LSVD Berlin-Brandenburg begrüßt Verfassungsbeschwerde gegen das BAG-Urteil zum Berliner Neutralitätsgesetz

Sexuelle und geschlechtliche Selbstbestimmung benötigt die staatliche Neutralität in der Schule

Der Lesben- und Schwulenverband Berlin-Brandenburg begrüßt, dass Berlins Bildungssenatorin Sandra Scheeres angekündigt hat, gegen das Urteil des Bundesarbeitsgerichtes zum Berliner Neutralitätsgesetz Verfassungsbeschwerde vor dem Bundesverfassungsgericht einzulegen.

Das Berliner Neutralitätsgesetz regelt die Beachtung der religiösen und weltanschaulichen Neutralität in den staatlichen Hoheitsfeldern Justiz, Polizei und Schule, und zwar für sämtliche religiöse und weltanschauliche Bekenntnisse gleich. Es verlangt von Staatsbediensteten keinen Verzicht auf ihre Religionsausübung oder auf eine eigene Weltanschauung, sondern eine auf die Diensttätigkeit beschränkte Zurückhaltung. Das Bundesverfassungsgericht hat entsprechende Regelungen für den Justizbereich für verfassungsgemäß erklärt.

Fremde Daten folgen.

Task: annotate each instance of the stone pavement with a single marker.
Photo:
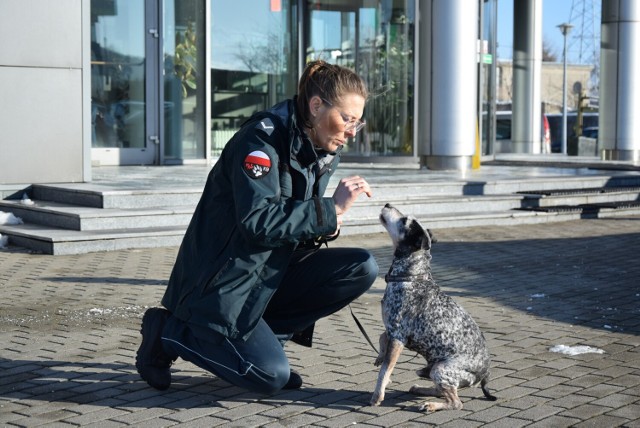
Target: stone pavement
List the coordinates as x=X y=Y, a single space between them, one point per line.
x=69 y=331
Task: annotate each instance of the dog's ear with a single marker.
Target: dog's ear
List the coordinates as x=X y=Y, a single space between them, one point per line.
x=416 y=235
x=433 y=238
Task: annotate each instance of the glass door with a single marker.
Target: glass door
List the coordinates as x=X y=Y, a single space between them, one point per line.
x=375 y=38
x=124 y=123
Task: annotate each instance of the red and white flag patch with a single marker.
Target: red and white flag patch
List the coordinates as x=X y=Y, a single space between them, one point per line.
x=257 y=164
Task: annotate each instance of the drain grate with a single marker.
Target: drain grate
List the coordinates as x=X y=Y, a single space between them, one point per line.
x=587 y=191
x=585 y=208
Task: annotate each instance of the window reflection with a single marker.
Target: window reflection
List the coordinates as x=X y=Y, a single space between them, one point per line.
x=376 y=39
x=253 y=62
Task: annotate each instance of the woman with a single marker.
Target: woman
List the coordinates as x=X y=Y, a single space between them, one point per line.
x=250 y=274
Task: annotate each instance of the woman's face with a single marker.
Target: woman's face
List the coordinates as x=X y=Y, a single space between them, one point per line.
x=333 y=122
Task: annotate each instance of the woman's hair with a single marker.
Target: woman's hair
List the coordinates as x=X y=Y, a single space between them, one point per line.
x=327 y=81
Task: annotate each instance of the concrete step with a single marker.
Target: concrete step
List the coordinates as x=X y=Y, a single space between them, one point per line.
x=57 y=241
x=83 y=217
x=73 y=217
x=597 y=195
x=501 y=218
x=87 y=195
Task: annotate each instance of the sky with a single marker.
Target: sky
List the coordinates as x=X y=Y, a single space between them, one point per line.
x=554 y=13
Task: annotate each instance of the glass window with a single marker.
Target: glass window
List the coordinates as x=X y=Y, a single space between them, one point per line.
x=376 y=38
x=118 y=61
x=184 y=79
x=253 y=61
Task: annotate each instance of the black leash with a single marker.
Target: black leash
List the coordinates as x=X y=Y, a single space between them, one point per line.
x=364 y=333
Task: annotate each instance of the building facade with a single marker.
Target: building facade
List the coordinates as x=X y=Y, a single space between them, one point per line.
x=161 y=82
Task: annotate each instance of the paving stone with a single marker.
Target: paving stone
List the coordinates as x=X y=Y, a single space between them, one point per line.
x=70 y=329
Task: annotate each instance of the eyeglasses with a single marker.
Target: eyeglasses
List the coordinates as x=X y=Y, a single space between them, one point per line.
x=354 y=125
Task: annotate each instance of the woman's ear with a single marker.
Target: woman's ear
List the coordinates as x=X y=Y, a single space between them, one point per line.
x=314 y=105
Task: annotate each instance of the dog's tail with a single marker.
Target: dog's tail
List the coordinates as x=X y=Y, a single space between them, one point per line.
x=485 y=391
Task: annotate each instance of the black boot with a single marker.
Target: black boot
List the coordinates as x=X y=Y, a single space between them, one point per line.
x=152 y=361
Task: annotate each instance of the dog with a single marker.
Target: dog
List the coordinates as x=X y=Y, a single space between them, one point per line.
x=419 y=316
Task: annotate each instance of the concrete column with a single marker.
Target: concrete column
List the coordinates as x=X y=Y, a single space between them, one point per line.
x=448 y=83
x=619 y=133
x=527 y=71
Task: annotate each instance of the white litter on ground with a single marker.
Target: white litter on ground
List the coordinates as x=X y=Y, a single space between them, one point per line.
x=9 y=218
x=25 y=200
x=575 y=350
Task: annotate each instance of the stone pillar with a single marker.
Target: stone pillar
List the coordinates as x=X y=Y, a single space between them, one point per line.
x=448 y=83
x=619 y=127
x=527 y=70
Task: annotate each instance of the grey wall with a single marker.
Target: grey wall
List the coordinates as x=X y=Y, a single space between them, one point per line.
x=42 y=90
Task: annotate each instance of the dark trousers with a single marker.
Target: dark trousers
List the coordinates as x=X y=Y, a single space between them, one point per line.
x=316 y=284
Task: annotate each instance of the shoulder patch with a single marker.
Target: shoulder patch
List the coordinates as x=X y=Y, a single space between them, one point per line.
x=266 y=125
x=257 y=164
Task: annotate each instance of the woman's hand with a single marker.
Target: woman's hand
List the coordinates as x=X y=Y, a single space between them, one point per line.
x=347 y=192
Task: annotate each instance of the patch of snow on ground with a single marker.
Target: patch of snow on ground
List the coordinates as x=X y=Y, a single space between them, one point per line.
x=575 y=350
x=9 y=218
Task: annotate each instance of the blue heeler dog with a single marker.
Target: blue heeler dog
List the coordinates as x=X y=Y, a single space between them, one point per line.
x=419 y=316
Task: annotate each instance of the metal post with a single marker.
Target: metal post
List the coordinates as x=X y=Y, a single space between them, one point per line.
x=565 y=29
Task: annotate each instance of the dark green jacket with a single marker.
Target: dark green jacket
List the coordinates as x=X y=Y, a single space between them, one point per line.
x=261 y=199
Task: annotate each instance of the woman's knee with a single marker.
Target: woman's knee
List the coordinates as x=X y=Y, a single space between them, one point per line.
x=368 y=269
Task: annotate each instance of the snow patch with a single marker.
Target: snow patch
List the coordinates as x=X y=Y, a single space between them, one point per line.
x=9 y=218
x=575 y=350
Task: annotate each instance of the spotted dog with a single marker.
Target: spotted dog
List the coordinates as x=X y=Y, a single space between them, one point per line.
x=419 y=316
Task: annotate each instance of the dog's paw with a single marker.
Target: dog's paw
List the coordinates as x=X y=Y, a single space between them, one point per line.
x=428 y=406
x=376 y=399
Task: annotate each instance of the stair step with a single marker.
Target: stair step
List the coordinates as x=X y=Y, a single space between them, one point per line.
x=86 y=195
x=82 y=217
x=65 y=242
x=72 y=217
x=585 y=191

Am 27. August 2020 hat das Bundesarbeitsgericht geurteilt, dass das Berliner Neutralitätsgesetz zwar verfassungskonform sei, wobei allerdings Lehrer:innen das Tragen religiöser Symbole während des Schulunterrichts nicht generell untersagt werden dürfe, sondern nur wenn eine konkrete Gefahr vorliegt. Eine Auslegung, wonach der Schulfrieden immer zuerst gestört sein muss, würde allerdings dazu führen, dass ein Einschreiten erst dann möglich wäre, wenn an der Schule bereits Unfrieden aus religiösen oder weltanschaulichen Gründen herrscht. Dieses Urteil ist dazu geeignet, die einzelnen Schulen weiter zu belasten und unter Druck zu setzen und so erheblichen Schaden für die betroffenen Schüler:innen hervorzurufen.

Aus Sicht des LSVD Berlin-Brandenburg hängt der Schutz der sexuellen und geschlechtlichen Selbstbestimmung auch von einer funktionierenden staatlichen Neutralität in Religions- und Weltanschauungsfragen ab. Bei den staatlichen Kernfunktionen Justiz, Polizei und auch der Schule muss sich jede Person sicher sein, dass Recht und Gesetz unabhängig von der jeweiligen Religion und Weltanschauung ausgelegt werden. Schüler:innen haben ein Recht darauf, im Unterricht weder direkt noch indirekt religiös oder weltanschaulich beeinflusst zu werden.